Symbolic Calculations
Use iTensor's symbolic tools for Christoffel symbols, Riemann/Ricci tensors, and more. Perfect for advanced relativity and geometry tasks.
Last updated: January 15, 2025
Christoffel, Riemann, and Ricci
The symbolic module provides specialized classes and methods for working with geometric objects from differential geometry:
- Christoffel Symbols - Represent the difference between coordinate derivatives and covariant derivatives on a manifold.
- Riemann Tensor - Characterizes the curvature of a Riemannian manifold.
- Ricci Tensor and Scalar - Contractions of the Riemann tensor that provide crucial information for Einstein's field equations.
Integration with SymPy
iTensor's symbolic module is built on top of SymPy, providing seamless integration with this powerful symbolic mathematics library.
from itensor.symbolic import Metric, Tensor, symbols
from sympy import simplify
# Define symbols
r, theta, phi = symbols('r θ φ')
t = symbols('t')
M = symbols('M', positive=True) # Mass
# Define Schwarzschild metric components
g_tt = -(1 - 2*M/r)
g_rr = 1/(1 - 2*M/r)
g_thth = r**2
g_phph = r**2 * (theta.sin())**2
# Create the metric tensor
g = Metric('g', [(t, t, g_tt), (r, r, g_rr),
(theta, theta, g_thth), (phi, phi, g_phph)])

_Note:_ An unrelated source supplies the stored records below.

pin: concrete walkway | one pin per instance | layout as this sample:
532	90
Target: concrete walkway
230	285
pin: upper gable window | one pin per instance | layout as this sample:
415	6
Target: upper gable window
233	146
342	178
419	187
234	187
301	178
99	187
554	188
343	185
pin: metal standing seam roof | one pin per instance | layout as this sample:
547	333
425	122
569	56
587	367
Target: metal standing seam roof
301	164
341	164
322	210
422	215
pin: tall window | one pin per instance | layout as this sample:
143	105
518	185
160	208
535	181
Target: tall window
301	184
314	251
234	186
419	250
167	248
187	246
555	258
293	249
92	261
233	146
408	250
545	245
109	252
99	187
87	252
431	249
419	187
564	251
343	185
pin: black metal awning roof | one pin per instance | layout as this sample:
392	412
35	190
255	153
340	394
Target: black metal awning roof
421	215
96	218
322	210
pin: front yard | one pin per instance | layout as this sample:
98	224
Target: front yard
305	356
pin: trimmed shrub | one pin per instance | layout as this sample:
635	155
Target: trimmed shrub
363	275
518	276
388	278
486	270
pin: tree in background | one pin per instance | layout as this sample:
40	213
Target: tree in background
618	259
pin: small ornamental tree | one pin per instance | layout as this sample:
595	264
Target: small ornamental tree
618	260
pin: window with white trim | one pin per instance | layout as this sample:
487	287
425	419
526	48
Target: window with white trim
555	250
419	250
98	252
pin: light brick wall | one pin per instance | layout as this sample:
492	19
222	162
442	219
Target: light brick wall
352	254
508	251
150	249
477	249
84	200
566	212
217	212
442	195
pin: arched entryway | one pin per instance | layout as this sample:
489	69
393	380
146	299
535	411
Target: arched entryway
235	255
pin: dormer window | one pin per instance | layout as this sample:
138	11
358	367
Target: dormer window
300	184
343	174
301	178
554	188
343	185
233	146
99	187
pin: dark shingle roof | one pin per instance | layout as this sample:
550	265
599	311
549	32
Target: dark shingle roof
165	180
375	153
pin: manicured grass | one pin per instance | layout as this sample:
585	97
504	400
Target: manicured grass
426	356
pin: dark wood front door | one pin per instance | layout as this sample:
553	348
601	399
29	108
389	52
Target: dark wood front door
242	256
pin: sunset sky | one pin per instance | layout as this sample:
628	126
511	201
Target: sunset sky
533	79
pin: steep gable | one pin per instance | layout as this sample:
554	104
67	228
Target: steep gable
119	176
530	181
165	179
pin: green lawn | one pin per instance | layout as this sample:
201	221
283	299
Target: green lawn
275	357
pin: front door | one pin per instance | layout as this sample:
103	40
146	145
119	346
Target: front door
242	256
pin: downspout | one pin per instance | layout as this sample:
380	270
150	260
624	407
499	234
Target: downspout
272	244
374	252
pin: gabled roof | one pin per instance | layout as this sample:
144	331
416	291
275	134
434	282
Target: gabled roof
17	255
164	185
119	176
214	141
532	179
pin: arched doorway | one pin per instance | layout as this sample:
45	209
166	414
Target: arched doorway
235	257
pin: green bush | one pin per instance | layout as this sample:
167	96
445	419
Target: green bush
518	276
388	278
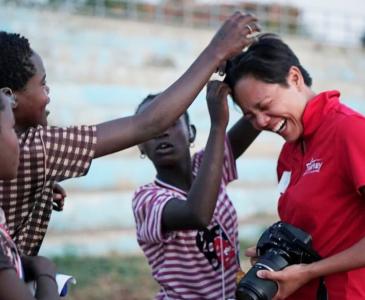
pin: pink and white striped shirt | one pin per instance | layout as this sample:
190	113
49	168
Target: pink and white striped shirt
188	264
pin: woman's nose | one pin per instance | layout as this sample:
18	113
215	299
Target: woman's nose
262	120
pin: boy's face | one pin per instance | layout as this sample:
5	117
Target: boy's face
9	154
33	99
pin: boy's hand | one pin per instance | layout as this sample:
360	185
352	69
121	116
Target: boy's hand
35	265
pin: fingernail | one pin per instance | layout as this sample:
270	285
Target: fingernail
259	274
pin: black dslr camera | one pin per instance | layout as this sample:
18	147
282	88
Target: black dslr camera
279	246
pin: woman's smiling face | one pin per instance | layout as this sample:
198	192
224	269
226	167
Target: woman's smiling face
273	107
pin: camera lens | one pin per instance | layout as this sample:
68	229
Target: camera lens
252	287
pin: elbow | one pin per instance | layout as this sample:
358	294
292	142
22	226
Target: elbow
201	221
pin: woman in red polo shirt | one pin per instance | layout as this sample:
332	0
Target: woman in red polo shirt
321	168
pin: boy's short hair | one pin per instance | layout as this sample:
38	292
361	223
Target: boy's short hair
16	67
267	59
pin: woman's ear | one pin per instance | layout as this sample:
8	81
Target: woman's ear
295	77
192	134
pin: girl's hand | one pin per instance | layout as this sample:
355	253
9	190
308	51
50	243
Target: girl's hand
59	195
217	93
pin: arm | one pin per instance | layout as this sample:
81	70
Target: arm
43	271
125	132
59	195
197	211
12	288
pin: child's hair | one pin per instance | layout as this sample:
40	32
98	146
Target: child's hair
267	59
149	98
16	67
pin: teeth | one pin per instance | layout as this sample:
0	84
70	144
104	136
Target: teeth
279	126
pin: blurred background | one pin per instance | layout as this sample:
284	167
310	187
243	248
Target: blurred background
103	57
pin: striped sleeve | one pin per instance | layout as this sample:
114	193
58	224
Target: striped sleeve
229	163
148	204
69	150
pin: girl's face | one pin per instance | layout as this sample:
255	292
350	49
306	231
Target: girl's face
171	147
33	99
273	107
9	154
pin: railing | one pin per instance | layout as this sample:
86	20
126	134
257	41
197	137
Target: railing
324	26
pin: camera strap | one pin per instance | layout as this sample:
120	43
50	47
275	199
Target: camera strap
322	290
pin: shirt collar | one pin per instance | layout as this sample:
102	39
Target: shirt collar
316	109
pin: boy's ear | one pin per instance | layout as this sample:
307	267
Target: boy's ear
14	101
192	133
141	150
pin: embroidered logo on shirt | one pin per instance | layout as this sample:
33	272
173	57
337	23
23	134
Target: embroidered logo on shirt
314	166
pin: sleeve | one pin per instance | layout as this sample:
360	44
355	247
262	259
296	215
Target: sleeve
148	205
351	149
229	163
69	151
5	262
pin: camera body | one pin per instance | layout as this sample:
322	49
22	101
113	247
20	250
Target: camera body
279	246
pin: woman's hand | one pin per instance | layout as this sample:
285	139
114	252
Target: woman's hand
289	279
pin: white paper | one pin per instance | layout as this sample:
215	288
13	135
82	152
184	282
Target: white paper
62	280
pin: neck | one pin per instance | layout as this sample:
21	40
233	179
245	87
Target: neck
180	176
309	94
20	129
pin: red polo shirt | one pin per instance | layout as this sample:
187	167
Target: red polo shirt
326	169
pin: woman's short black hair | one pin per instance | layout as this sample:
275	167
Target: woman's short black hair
16	67
150	97
267	59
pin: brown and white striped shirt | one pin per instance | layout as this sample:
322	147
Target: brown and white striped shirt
47	155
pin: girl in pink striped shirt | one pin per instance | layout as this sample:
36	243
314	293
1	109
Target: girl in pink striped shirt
186	224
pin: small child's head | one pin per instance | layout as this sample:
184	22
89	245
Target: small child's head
22	70
9	154
172	144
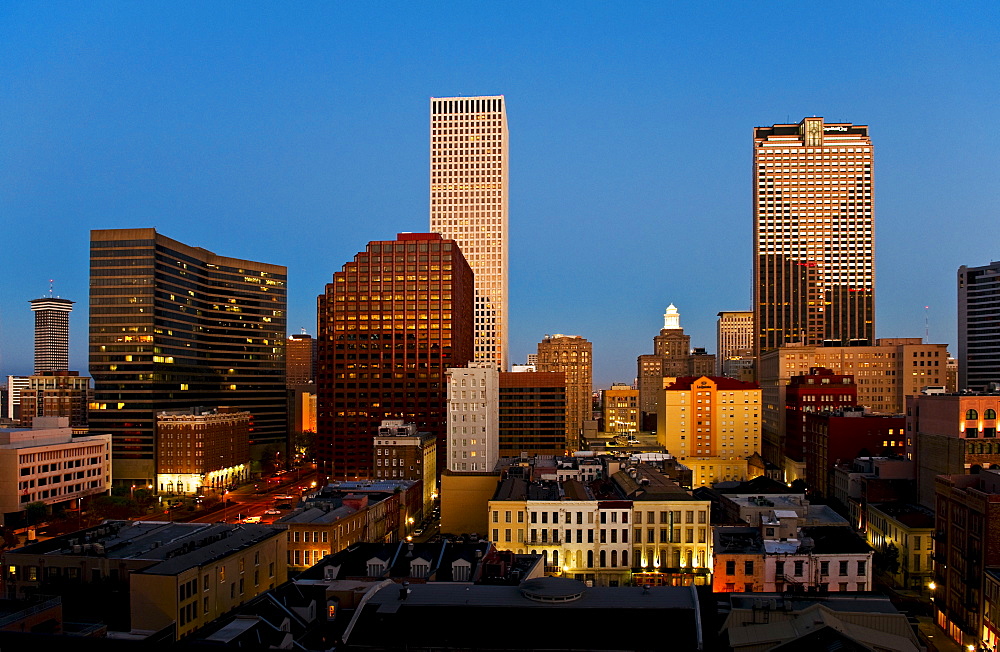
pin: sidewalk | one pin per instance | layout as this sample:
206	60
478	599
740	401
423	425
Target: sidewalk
934	637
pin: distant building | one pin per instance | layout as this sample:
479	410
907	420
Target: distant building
672	357
51	333
406	348
473	417
573	356
201	449
711	425
734	343
402	453
885	374
48	464
180	574
56	394
532	413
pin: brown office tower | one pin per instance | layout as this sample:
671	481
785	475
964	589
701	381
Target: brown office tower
173	327
390	324
532	413
51	333
572	355
814	247
300	354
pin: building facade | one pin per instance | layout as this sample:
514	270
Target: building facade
51	333
174	326
814	246
469	204
473	417
571	355
391	323
978	339
711	425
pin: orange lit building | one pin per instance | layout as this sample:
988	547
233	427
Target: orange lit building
390	324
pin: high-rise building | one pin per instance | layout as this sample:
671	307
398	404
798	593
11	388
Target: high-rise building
978	336
814	246
573	356
469	198
300	354
51	333
734	343
473	417
174	327
391	323
672	357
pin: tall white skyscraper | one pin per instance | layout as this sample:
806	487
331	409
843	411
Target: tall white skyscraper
469	184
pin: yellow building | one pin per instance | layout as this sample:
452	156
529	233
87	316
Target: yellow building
621	409
712	425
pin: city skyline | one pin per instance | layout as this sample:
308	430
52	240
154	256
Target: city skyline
611	175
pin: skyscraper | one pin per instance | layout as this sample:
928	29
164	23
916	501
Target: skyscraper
51	333
469	188
978	319
573	356
814	247
391	323
173	327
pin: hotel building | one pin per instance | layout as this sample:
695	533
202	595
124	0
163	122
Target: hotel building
469	204
814	247
174	326
391	324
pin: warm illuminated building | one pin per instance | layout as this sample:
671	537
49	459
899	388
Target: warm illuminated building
621	410
473	417
174	326
814	241
978	337
573	356
469	204
201	449
734	343
711	425
391	323
532	413
51	333
672	357
885	374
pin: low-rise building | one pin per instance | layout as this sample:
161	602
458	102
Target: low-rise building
48	464
187	574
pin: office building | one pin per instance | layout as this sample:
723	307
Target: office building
885	374
573	356
734	343
202	449
56	394
672	357
473	417
814	247
469	204
532	413
173	327
48	464
711	425
978	336
51	333
391	324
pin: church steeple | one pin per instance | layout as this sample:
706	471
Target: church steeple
671	318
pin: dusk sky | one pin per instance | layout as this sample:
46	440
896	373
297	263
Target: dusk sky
294	133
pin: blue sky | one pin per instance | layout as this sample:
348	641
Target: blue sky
294	133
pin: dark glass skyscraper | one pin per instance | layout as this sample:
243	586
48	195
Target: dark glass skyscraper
174	326
390	325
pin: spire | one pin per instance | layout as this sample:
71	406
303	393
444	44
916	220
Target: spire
671	318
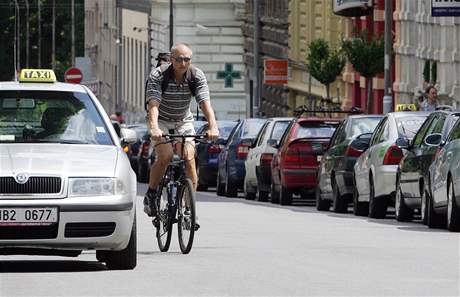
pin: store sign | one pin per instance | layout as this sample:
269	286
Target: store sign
352	7
276	72
441	8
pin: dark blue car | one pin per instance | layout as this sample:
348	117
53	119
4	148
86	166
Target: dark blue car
207	154
231	172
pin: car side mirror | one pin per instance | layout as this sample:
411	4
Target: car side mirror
273	143
434	139
128	135
403	143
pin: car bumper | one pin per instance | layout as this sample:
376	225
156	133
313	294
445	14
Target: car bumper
302	177
102	223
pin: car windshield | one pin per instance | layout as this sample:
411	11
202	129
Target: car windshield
315	129
252	128
50	116
408	126
363	125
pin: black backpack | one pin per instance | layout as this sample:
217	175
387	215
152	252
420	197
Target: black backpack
168	73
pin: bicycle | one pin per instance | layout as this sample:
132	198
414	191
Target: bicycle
176	200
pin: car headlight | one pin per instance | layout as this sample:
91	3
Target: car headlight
95	187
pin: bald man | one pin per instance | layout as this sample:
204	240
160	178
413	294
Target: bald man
169	109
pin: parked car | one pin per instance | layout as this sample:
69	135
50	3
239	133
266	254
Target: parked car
133	149
443	188
257	165
376	168
231	171
412	172
294	166
207	154
335	173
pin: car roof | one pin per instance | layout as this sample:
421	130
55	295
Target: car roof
63	87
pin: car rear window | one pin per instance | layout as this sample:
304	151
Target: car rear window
363	125
409	125
315	129
251	129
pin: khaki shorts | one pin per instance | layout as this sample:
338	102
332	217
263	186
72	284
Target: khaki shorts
182	128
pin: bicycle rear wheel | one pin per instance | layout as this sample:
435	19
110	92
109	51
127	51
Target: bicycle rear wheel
186	216
164	225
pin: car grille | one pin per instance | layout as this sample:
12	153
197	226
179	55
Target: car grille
35	185
29	232
89	229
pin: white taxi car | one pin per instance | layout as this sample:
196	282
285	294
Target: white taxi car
65	183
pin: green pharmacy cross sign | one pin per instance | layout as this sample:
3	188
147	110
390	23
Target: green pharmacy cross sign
228	75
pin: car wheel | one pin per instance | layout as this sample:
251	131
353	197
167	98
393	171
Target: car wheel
249	192
126	258
339	203
220	187
274	194
453	212
377	206
285	196
321	204
359	208
231	190
402	212
433	219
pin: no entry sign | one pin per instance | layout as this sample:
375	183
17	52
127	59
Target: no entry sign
73	75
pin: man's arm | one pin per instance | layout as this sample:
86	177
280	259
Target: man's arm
155	131
213	131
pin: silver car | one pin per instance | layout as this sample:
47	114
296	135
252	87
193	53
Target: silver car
375	170
66	185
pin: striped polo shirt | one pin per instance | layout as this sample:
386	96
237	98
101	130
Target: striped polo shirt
176	99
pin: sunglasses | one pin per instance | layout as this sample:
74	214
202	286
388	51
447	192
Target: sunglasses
182	59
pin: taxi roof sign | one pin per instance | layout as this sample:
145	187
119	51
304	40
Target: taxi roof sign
37	76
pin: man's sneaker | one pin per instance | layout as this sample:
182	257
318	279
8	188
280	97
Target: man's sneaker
149	204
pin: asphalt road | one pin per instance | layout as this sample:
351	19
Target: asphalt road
251	248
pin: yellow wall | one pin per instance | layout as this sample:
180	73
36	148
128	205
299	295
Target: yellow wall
309	20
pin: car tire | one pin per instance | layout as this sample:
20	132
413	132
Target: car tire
321	204
126	258
359	208
231	190
220	187
453	212
262	196
339	202
249	194
377	206
402	212
433	220
274	194
285	196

# Calculate Christoffel symbols
christoffel = g.christoffel_symbols()Related Resources
Frequently Asked Questions
How does the symbolic module handle tensor index placement?
iTensor follows Einstein's convention for tensor index placement, distinguishing between contravariant (superscript) and covariant (subscript) indices.
Can I export symbolic calculations to LaTeX?
Yes, all symbolic tensors can be exported to LaTeX format using the .latex() method.